Tuesday, May 26, 2009

In Defense of Working With Your Brain

This Sunday the New York Times had a very interesting article by a former knowledge worker with a number of degrees switching profession to become a motorcycle mechanic. There is a lot to be said about following your passion, and that is clearly what the author Matthew B. Crawford did. He felt restricted in his cubicle jobs and stimulated both mentally and physically by being a motorcycle mechanic.

But I find that his thesis, at least as it pertains to his own example, is highly over-simplified. His general point is that for many people desk jobs are bad and physical labor jobs are a better fit. I don't necessarily disagree with that, but his path is a highly unusual one. First off, he had a number of liberal arts degrees, including a Ph.D. in political philosophy from the University of Chicago.
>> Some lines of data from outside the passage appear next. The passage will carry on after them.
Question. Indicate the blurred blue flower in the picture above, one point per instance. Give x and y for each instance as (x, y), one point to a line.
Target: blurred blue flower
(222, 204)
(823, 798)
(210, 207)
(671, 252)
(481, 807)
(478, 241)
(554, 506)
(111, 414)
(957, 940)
He is quite a bit different from a kid who barely passed through high school and who is taking careers courses.

Also for a time and for a time worked at a terrible job cranking out abstracts for magazines articles, some of which already had abstracts written and many of which in specialized fields that he had no knowledge off. He mentions a co-worker who admitted to sometimes being smacked out on the job. Also, he didn't leap head-first into a mechanic job, he had worked in auto shops as a young man, it's not like he did one Habitat build and then started his own home repair firm.

To step back a bit, let's make a little comparison:

Job Path 1: Meaningless job writing abstracts -> motorcycle mechanic
Job Path 2: Google programmer -> ditch digger

Both of these transitions are from mental to physical labor, but the transitions could not be more different. Motorcycle mechanics and being a Google programmer both require high levels of thinking -- just read Zen and the Art of Motorcycle Maintenance if you want an alternate to confirming this by getting your hands dirty. The transition from mental to physical worked for him largely because of his background and personal passion for motorcycles.

Crawford spent years and years in high education writing papers, which is an important and valid way of processing information, but it's not problem solving. It's clear from reading the article that Crawford is the kind of person who gets off on problem solving, a lot of folks do including myself, and there are a variety of fields that allow for it.

For better or worse political philosophy is not an area of study where you get the satisfaction of definitively solving a problem that would come from say, Computer Science. And that's the main reason I personally stuck with computer science, it wasn't the ambiance of the promise of untold millions, (the internet economy had already pretty much crashed and burned by the time I took my first CS college course), it was immense satisfaction of knowing that you had solved a problem.

All that said, Crawford is right to defend manual labor. It is something that largely can't be outsourced, each trade craft has it's own skill set, and there is a great satisfaction in seeing the actual product of your labor at the end of the day. I just think he should have save some money and avoided getting that Ph.D.

2 comments:

Anne said...

I do not like to solve problems. What career is for me?

motorcycle mechanic said...

I am interested in learning basics of repairing motorcycle. I do not want to do online classes. Please suggest me any place from where I can get proper training of motorcycle mechanic.